Now I let go of wringing my hands at the iniquity of the world. Now I let go of all the grandstanding and purity codes that would judge others unworthy. Now I let go of all my victim-hood, the graveyard of compassion and the garden of hate. Now I let go of all my pious complaints and the diversions I have created. Now I let go of my selfish need to control the narrative and my need to be the centre of the story. Now with Nehemiah, I confirm my connection, acknowledging that God is Good, and so we cry out in travail, “We have sinned God, and it is our fault”.
We may have assumed Jesus, the shepherd, was leading the flock to safety. But that’s not really the case, is it? Instead, the shepherd arrives to the sheepfold and calls the sheep away from the safety of the walled-off pen. And they follow the shepherd. Not to safety, but to the open wilderness. Because that’s where the shepherd always is. The shepherd isn’t in the sheepfold. The shepherd is beyond its boundaries, beyond the walls, beyond a place of safety and comfort. Beyond the neat divisions of dogmas.
It’s not just our images of the shepherd we’ve sanitised and air-brushed. We’ve done it to our text as well. We sheepishly say that Jesus simply “brings out all his own” from the sheep pen, but the original is so much more interesting. The verb used here is the exact same verb gospel writers use to describe the violent casting out of demons. The shepherd casts out his sheep from the safety of the pen. Suddenly, these sheep who have heard the shepherd’s voice are quite literally, the outcast.
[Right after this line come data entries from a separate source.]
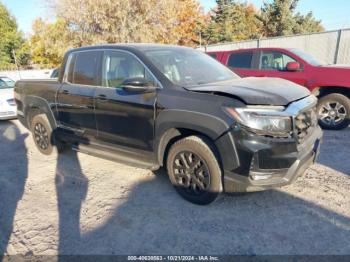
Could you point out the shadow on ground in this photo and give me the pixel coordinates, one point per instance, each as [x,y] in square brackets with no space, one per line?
[335,150]
[155,220]
[13,177]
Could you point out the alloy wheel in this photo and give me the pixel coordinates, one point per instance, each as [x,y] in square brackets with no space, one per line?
[332,113]
[41,136]
[191,173]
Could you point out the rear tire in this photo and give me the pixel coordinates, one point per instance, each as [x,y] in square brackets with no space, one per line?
[334,112]
[43,135]
[194,170]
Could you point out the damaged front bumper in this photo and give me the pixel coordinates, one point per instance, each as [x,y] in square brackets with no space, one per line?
[270,162]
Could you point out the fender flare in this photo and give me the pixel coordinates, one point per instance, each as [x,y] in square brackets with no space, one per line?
[35,102]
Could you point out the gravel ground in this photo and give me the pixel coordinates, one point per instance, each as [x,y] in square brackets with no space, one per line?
[78,204]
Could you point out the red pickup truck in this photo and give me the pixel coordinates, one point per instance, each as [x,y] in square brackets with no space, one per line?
[330,83]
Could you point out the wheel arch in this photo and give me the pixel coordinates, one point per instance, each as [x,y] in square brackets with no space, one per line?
[172,125]
[35,105]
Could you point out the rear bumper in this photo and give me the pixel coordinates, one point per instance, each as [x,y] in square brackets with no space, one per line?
[267,163]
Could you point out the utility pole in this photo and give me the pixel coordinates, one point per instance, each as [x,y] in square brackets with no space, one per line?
[14,57]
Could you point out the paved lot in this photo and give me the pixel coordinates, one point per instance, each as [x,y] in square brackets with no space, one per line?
[78,204]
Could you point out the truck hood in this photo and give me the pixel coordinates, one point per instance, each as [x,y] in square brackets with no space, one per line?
[257,90]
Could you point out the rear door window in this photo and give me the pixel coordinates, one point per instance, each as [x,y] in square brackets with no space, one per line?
[240,60]
[213,56]
[85,68]
[118,66]
[272,60]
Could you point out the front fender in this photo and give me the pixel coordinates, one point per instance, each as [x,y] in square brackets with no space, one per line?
[169,122]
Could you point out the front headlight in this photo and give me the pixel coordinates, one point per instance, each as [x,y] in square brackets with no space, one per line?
[265,121]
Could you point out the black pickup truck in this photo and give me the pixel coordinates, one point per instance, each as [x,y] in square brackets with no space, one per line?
[154,105]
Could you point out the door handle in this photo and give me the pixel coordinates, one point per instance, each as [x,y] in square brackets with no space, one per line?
[102,97]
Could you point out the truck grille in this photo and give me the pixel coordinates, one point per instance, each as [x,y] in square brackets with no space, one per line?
[304,123]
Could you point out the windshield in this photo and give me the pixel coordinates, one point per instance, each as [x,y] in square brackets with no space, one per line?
[186,67]
[6,82]
[307,57]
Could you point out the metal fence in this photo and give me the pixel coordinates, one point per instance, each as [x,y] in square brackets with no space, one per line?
[331,47]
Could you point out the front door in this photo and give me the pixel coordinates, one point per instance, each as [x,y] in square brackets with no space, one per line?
[124,118]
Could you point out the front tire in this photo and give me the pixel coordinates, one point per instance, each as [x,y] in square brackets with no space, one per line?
[334,112]
[43,135]
[194,170]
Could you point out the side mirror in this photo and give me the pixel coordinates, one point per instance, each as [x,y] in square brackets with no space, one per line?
[138,85]
[293,66]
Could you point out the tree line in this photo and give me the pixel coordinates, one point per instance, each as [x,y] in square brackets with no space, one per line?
[180,22]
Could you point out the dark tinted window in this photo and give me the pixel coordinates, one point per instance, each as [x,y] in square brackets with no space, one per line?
[118,66]
[85,68]
[213,56]
[240,60]
[272,60]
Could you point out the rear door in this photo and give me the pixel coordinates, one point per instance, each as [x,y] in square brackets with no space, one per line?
[124,118]
[274,64]
[75,98]
[242,63]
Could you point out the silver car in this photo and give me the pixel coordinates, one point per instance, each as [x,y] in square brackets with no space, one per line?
[8,108]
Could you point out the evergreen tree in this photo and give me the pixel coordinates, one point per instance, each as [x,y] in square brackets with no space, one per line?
[279,19]
[232,21]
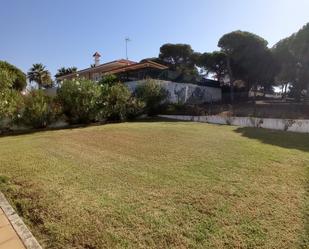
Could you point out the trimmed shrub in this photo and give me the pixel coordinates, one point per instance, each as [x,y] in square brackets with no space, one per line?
[80,100]
[19,80]
[119,104]
[153,95]
[39,111]
[10,99]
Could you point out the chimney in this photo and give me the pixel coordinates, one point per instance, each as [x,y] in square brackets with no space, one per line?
[96,59]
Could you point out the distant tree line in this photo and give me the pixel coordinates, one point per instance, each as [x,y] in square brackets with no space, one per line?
[243,63]
[245,57]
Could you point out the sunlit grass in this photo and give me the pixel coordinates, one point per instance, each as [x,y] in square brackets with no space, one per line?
[160,185]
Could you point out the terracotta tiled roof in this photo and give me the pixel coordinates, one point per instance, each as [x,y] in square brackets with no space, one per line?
[117,66]
[96,54]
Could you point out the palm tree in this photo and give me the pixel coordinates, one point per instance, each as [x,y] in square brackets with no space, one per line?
[39,74]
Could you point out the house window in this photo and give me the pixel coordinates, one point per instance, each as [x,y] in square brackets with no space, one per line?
[96,77]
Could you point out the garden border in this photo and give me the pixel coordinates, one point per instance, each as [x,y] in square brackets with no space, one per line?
[19,226]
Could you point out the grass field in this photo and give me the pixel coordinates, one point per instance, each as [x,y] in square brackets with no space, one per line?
[160,185]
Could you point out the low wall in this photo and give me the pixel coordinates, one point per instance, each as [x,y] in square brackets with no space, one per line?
[185,92]
[295,125]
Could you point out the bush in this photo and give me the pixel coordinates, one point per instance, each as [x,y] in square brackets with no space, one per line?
[19,81]
[153,95]
[119,104]
[80,100]
[10,99]
[39,111]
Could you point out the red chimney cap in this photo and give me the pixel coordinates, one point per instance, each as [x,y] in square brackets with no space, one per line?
[96,54]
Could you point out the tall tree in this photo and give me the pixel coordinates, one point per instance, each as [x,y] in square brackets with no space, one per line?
[19,78]
[180,57]
[214,63]
[65,71]
[246,55]
[292,54]
[39,74]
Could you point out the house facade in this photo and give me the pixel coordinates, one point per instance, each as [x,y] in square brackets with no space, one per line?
[125,70]
[135,73]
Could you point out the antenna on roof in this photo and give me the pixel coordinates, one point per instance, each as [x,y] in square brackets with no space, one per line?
[127,40]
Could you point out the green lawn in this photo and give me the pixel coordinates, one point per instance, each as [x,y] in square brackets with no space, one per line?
[160,185]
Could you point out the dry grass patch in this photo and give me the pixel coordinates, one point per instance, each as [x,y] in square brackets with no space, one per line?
[160,185]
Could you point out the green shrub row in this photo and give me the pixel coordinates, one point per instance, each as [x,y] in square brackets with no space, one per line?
[80,101]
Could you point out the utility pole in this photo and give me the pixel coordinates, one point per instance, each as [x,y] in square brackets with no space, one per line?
[127,40]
The Good Shepherd is good not because he fixes everything but because he lays down his life for everyone. For those who fit in, and those who don’t. For those who stay in the sheep pen and those who are outcasts.
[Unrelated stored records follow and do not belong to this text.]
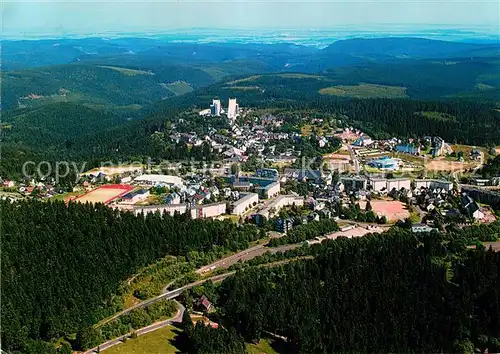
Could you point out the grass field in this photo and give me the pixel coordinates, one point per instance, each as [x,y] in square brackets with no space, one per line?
[178,87]
[157,342]
[365,91]
[127,71]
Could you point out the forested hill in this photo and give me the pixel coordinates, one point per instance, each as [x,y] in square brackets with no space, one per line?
[75,133]
[61,266]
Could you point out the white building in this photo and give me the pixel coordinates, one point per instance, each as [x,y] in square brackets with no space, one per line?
[215,108]
[271,190]
[232,109]
[398,184]
[378,184]
[421,228]
[434,184]
[208,210]
[135,196]
[244,203]
[162,209]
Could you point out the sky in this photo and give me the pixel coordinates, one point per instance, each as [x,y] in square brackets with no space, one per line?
[81,17]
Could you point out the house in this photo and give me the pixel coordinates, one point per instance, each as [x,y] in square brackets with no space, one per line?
[204,303]
[433,184]
[471,208]
[270,191]
[480,181]
[476,154]
[173,198]
[421,228]
[283,225]
[9,184]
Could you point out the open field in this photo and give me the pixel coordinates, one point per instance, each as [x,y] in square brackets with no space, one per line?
[127,71]
[157,342]
[104,194]
[365,91]
[445,165]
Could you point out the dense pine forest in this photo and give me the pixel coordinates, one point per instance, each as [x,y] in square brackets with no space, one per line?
[393,292]
[62,265]
[98,136]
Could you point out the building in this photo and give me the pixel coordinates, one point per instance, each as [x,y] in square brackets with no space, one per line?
[215,108]
[477,181]
[384,163]
[421,228]
[471,208]
[363,141]
[232,109]
[302,174]
[270,191]
[267,173]
[408,149]
[135,196]
[208,210]
[170,209]
[283,225]
[398,184]
[281,201]
[172,198]
[247,201]
[378,184]
[433,184]
[354,183]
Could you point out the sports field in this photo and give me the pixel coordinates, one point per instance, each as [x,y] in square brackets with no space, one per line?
[105,194]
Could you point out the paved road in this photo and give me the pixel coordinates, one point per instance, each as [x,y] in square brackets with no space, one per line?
[141,331]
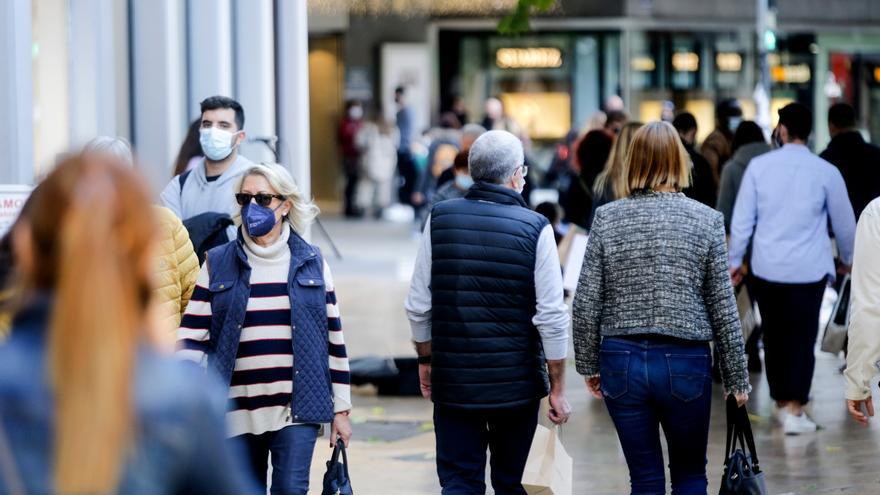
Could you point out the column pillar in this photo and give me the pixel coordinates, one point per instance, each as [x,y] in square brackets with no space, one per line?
[292,91]
[158,85]
[254,48]
[16,93]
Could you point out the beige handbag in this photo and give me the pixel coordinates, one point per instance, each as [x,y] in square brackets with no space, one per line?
[549,467]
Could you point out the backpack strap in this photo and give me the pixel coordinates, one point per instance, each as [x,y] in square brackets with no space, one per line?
[182,180]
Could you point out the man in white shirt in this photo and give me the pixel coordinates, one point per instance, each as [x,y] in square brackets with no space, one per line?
[489,322]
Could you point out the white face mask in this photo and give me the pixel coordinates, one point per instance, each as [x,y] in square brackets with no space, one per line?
[216,143]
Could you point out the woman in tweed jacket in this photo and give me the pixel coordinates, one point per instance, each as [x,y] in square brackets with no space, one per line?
[654,292]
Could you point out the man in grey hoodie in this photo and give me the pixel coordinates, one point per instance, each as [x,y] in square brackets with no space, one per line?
[208,187]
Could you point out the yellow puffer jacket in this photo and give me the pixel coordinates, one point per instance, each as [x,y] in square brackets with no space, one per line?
[176,276]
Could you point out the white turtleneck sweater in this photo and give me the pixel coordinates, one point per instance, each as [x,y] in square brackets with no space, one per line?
[261,387]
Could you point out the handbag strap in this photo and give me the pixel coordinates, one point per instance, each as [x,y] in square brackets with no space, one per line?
[8,468]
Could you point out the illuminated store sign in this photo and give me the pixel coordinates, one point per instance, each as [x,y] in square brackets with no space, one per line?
[528,58]
[685,61]
[643,64]
[797,73]
[728,61]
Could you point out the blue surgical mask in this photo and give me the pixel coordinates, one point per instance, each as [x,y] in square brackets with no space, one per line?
[464,181]
[216,143]
[258,220]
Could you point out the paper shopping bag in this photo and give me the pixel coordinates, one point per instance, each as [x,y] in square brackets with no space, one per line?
[549,467]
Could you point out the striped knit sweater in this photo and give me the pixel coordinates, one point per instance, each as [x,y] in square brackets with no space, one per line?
[656,263]
[260,392]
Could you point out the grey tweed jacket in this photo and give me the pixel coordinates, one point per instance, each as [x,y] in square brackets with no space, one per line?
[656,263]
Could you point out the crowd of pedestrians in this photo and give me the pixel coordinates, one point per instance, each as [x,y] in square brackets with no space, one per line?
[260,360]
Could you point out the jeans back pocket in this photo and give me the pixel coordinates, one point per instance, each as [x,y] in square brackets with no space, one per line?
[613,370]
[688,375]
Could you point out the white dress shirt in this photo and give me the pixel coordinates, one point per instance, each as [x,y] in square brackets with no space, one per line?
[864,324]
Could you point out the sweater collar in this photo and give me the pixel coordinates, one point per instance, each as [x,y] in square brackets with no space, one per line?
[268,253]
[494,193]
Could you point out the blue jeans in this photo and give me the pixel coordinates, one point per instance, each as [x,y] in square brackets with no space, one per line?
[462,438]
[291,448]
[655,382]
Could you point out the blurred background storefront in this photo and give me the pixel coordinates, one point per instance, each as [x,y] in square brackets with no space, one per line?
[138,68]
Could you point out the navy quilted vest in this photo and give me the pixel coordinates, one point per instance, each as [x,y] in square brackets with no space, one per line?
[486,353]
[230,291]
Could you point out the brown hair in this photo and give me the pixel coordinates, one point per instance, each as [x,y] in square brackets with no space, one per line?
[91,241]
[614,172]
[656,158]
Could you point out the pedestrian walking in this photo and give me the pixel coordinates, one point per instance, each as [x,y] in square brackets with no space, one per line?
[591,154]
[177,266]
[486,362]
[206,191]
[864,323]
[642,333]
[190,153]
[348,129]
[377,142]
[717,148]
[703,187]
[858,161]
[86,404]
[264,318]
[610,184]
[748,143]
[785,204]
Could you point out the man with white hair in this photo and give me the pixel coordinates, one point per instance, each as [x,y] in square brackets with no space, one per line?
[489,322]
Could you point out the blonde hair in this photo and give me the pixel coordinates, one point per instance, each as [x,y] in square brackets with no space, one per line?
[302,211]
[656,158]
[92,248]
[615,170]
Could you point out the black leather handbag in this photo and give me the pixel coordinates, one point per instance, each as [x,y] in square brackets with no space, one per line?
[742,474]
[336,480]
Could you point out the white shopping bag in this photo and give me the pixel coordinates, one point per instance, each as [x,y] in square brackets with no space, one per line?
[549,467]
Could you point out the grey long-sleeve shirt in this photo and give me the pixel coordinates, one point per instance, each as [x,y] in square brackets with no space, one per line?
[552,318]
[656,263]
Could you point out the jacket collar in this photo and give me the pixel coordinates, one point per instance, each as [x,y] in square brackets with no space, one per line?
[494,193]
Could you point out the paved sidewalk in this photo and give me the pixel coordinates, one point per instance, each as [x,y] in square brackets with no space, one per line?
[393,449]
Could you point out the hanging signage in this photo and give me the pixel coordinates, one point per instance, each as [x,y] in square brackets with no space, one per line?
[529,58]
[685,61]
[728,61]
[793,74]
[12,198]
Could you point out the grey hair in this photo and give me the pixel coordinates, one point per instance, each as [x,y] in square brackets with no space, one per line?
[304,209]
[495,156]
[473,130]
[116,147]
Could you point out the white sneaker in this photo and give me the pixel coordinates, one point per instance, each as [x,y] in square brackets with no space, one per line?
[795,425]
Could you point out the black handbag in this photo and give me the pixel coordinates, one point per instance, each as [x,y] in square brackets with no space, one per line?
[742,473]
[336,480]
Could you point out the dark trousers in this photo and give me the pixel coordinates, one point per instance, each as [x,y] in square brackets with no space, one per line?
[790,322]
[649,383]
[352,175]
[407,177]
[291,448]
[462,438]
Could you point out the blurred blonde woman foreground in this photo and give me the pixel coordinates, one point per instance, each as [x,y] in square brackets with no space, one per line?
[86,407]
[264,318]
[654,292]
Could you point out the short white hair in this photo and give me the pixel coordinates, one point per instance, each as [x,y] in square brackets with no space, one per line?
[115,147]
[304,209]
[495,156]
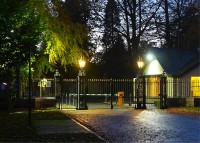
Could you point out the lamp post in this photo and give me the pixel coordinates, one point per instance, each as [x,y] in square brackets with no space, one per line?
[81,91]
[29,89]
[141,97]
Who are those other sheep that do not belong to this fold? Perhaps we too may answer with a litany of outsiders; lesbian, transgender, and gay people, foreigners, people experiencing poverty, those suffering from mental illness; the list is much, much wider…
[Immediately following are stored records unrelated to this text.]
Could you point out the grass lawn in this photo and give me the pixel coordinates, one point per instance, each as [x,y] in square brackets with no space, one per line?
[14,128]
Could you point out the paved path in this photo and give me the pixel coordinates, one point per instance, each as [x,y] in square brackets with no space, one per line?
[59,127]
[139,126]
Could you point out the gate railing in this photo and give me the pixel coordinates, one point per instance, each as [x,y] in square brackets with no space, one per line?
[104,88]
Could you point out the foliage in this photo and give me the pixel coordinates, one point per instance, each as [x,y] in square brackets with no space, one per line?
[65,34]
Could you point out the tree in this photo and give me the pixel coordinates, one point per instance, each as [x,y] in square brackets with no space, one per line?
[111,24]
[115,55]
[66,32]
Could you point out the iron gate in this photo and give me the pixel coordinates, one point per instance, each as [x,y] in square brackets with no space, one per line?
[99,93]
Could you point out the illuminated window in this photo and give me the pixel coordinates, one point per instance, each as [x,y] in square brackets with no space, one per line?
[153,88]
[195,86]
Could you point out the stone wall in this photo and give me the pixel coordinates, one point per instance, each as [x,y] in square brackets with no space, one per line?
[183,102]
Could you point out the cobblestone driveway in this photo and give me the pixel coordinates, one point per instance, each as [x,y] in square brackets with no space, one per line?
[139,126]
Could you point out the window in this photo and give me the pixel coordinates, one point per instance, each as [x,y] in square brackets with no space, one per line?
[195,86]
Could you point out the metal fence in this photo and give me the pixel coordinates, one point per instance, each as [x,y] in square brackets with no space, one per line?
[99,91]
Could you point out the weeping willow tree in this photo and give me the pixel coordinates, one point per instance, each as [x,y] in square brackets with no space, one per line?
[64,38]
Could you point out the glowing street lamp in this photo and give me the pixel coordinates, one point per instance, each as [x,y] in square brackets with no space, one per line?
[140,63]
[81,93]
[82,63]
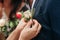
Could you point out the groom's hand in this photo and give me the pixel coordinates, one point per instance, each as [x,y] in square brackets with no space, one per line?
[30,32]
[15,34]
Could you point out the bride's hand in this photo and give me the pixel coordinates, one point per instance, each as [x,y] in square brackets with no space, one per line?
[21,24]
[15,34]
[30,32]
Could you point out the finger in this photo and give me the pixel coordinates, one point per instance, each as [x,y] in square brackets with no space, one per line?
[35,26]
[38,30]
[21,24]
[23,20]
[29,24]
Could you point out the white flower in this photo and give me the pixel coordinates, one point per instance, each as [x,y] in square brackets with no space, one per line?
[2,22]
[27,14]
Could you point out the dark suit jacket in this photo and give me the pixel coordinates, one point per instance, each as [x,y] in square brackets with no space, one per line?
[47,12]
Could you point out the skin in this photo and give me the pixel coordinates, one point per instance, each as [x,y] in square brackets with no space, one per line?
[24,31]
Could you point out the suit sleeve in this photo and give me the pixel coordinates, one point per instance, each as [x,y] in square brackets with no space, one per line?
[44,19]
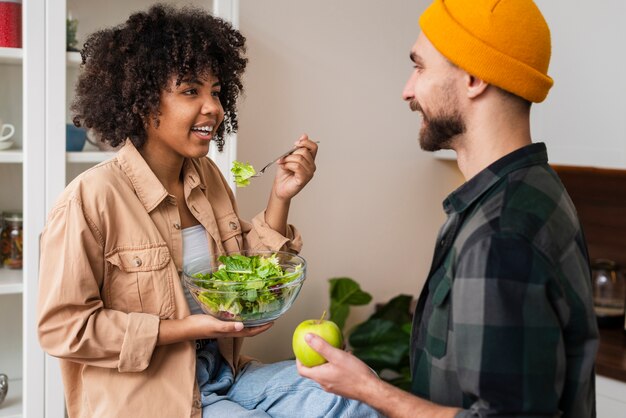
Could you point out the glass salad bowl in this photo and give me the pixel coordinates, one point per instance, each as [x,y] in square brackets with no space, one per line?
[254,287]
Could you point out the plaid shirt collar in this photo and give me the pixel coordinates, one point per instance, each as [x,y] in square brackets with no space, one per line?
[463,197]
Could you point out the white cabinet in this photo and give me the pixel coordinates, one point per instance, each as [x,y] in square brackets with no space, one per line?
[582,120]
[610,398]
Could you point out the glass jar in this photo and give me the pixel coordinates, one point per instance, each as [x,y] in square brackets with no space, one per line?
[609,293]
[12,240]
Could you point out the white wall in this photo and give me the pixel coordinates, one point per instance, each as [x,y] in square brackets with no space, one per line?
[336,70]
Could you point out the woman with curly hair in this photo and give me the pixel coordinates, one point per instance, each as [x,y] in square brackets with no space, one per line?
[163,85]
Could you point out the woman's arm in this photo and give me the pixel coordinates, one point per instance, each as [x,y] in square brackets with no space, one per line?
[294,172]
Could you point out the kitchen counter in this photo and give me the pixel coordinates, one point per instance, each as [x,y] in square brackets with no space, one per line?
[611,359]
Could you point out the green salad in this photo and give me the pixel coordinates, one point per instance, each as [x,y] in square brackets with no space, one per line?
[244,287]
[242,173]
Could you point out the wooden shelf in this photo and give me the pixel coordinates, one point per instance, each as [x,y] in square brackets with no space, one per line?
[11,56]
[11,281]
[12,405]
[89,156]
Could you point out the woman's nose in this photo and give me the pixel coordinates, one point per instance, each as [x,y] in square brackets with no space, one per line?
[211,106]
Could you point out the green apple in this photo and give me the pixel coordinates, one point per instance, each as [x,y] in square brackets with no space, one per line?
[328,330]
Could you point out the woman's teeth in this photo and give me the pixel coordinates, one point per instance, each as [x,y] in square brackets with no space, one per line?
[204,129]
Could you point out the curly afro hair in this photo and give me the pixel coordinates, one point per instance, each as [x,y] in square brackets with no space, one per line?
[125,68]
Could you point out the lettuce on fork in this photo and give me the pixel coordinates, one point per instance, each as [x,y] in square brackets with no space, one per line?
[242,173]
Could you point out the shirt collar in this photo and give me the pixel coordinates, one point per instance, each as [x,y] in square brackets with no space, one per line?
[470,191]
[149,189]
Jesus the Good Shepherd breaks bread with these same outcasts and those society considered sinners. Jesus held these outsiders up as examples of profound faith; Jesus chose the despised to befriend.
Jesus the Good Shepherd says that whenever we see the hungry, the poor, the lonely, the disenfranchised, the outcast, we are seeing Jesus himself. These are the ones who are close to Gods’ heart, the ones who know their need for repentance, the ones who are Blessed, and the ones to remind us of God’s Original Blessing.
It is in the communion of this community that we also receive a blessing. Blessings do not flow from our holiness, from separation and exclusion; such pretensions are an illusion without alignment with Gods’ intentionality.